Here’s how to structure your resume if you are a chronic job hopper:
Determine What Roles to Include
Your resume is intended to be a document that summarizes your professional experience, not a comprehensive history of each and every role you’ve ever had. If your job hopping has included stints that have lasted fewer than a couple of months, you don’t have to include it since it’s unlikely you were there long enough to contribute significantly, learn new skills, or achieve anything noteworthy.
Downplay Time Frames
Some resume content can simply look worse than it actually is, especially employment dates at a first glance when you’ve had a history of chronic job hopping. Don’t try to cover up your previous job durations (lacking integrity will be considered much bigger of a red flag than the job hopping itself), but instead, downplay the time frames. Your resume is essentially a tool to market your qualifications, so highlight the names and titles first, followed by the time frames.

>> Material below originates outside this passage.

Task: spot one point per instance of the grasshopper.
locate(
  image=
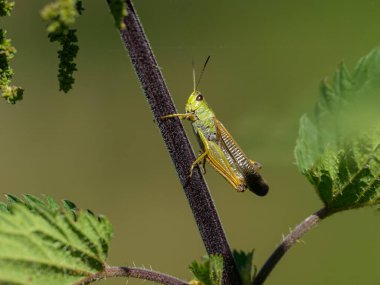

The hiring manager’s eyes will be drawn to the more important details, so they may put less weight on the duration.
Highlight the Right Skills
An issue that arises with resumes with lots of jobs with limited time frames is the difficulty in establishing your core skills within multiple opportunities – especially if the positions don’t all seem to have a common thread. For hiring managers to take your resume under serious consideration, you need to make your fit for the role crystal clear. Put your previous jobs into context with the job for which you’re applying: highlight the right skills for the job in question, and eliminate the extraneous ones that don’t apply.
Focus on Accomplishments
Even hiring managers who don’t normally like to consider job hoppers may make an exception for candidates who show they can get results. Show that your job history timeline doesn’t mean that you’re not a top performer by focusing on your accomplishments. Include any objective, quantifiable accomplishments from your past roles to make it known that your work ethic and skill sets are strong enough for them to feel confident in giving you a chance.